République tchèque/Danemark
Une entreprise tchèque d’échafaudages a envoyé 45 travailleurs à Copenhague au cours des deux dernières années. Les travailleurs tchèques sont payés 135 couronnes de l’heure alors que les travailleurs locaux gagnent 220 couronnes de l’heure. Apparemment, ce salaire inclut les cotisations de sécurité sociale qui ne devraient pas faire partie de leur rémunération. Les syndicats veulent que l’AET statue quant au fait que ces cotisations doivent ou non être comptées comme faisant partie de la rémunération.
Slovénie/Allemagne
Deux travailleurs bosniaques et deux travailleurs de Macédoine du Nord ont été détachés de Slovénie en Allemagne par une société boîte aux lettres pour travailler à Müllheim durant deux mois (novembre et décembre 2017) sur des projets de construction tels que le creusement de canaux, la pose de câbles téléphoniques et l’asphaltage. Les travailleurs ont reçu la moitié de leur salaire en novembre mais rien en décembre. La société boîte aux lettres qui les a détachés a fait aveu de faillite et l’entrepreneur refuse de payer.
Pologne/Danemark
Une entreprise polonaise fournissant des maçons a envoyé 10 travailleurs sur des chantiers à Copenhague. L’entreprise, qui est déjà impliquée dans d’autres affaires relevant du tribunal du travail, a interdit aux travailleurs de parler aux syndicats. Elle a en outre déclaré que les cotisations de sécurité sociale font partie du salaire des travailleurs plutôt que de faire l’objet d’un paiement supplémentaire séparé. Les syndicats demandent à l’AET de déterminer si ces cotisations sont des prestations de sécurité sociale qui ne peuvent dès lors pas faire partie de la rémunération.
Slovénie/Autriche
Un groupe de 31 ouvriers du bâtiment de Bosnie et de Croatie a été détaché en Autriche par une entreprise slovène. Ces travailleurs étaient supposés être employés sur le même site en Autriche mais les syndicats suspectent qu’ils ont plus que probablement été envoyés sur différents chantiers dans tout le pays et qu’il y a grand risque que leurs salaires ne soient pas payés. De plus, l’entreprise ne s’est pas conformée à la loi slovène en matière d’enregistrement des travailleurs détachés.
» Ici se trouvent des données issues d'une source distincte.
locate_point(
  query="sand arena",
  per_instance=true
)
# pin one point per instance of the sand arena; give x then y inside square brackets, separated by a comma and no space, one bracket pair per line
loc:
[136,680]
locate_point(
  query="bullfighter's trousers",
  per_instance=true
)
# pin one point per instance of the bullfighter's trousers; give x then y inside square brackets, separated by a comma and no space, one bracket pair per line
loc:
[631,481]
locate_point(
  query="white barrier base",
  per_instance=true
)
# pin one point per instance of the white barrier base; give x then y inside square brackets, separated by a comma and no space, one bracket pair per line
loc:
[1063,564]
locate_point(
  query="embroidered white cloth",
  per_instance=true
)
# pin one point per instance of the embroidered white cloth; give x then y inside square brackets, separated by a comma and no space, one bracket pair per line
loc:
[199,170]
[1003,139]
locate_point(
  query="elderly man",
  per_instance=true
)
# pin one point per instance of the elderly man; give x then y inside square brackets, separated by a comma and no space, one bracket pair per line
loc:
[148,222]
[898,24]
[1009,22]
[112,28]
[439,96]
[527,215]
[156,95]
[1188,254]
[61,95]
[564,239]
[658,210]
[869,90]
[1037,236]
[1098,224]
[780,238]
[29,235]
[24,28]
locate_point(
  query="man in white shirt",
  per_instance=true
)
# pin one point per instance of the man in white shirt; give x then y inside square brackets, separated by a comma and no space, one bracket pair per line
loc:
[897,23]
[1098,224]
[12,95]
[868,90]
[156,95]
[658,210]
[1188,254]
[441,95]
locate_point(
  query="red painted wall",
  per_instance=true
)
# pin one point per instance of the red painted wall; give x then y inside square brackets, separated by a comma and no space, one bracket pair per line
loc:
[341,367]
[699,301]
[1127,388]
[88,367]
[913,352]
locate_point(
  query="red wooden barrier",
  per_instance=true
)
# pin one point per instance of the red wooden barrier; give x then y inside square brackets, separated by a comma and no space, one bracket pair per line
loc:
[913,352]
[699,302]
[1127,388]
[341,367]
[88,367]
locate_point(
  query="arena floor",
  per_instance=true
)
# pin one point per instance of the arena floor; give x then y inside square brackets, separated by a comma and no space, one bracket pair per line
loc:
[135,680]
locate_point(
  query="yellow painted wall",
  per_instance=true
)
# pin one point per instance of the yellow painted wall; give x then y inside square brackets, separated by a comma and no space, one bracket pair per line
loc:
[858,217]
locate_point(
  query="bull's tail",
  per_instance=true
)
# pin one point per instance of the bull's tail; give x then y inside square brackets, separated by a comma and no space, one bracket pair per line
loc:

Cela pourrait avoir de graves conséquences à leur retour sur leurs cotisations de sécurité sociale et leurs contributions au régime de pensions.
Slovénie/Allemagne
Depuis 2011, une entreprise enregistrée auprès d’un office comptable en Slovénie a détaché 391 travailleurs, bosniaques pour la plupart, en Allemagne. Tout porte à croire que ces travailleurs ne bénéficient pas du salaire minimum et de congés payés. Malgré cela, ils craignent de perdre leur emploi car ils dépendent fortement de ce travail. L’entreprise n’a déclaré aucune activité économique en Slovénie et les syndicats pensent qu’il s’agit là d’un cas de faux détachement.
Bulgarie/Allemagne
Une douzaine de travailleurs bulgares ont été envoyés en Allemagne pour travailler à la construction d’immeubles à appartements entre janvier et août 2019. Ces travailleurs ont contacté un syndicat pour signalé n’avoir reçu aucun salaire depuis juin. Suite à l’intervention du syndicat, les travailleurs ont reçu 1.350 € mais leurs arriérés de salaire se montent en réalité à 9.766 €. On craint également que l’entreprise n’ait pas payé les taxes applicables et les cotisations de sécurité sociale en Bulgarie.
Slovaquie/Allemagne
Une entreprise slovaque a envoyé 167 travailleurs en Allemagne depuis 2013. On ignore si cette entreprise paie le salaire minimum et on suspecte qu’elle ait recours à de faux emplois indépendants pour éviter de payer des prestations telles que le pécule de vacances. L’office allemand de la sécurité sociale mène aussi une enquête à son sujet.
Slovénie/Allemagne
Une entreprise slovène a envoyé 113 travailleurs, résidents serbes pour la plupart, sur des chantiers en Allemagne. Il est probable que cette entreprise serve de paravent à une entreprise basée en Serbie, qui a déjà envoyé 1.500 travailleurs détachés, afin de contourner les limites imposées par l’Allemagne concernant le nombre de travailleurs qui peuvent être détachés. Il semble improbable que les travailleurs concernés aient bénéficié du salaire minimum ou d’un pécule de vacances.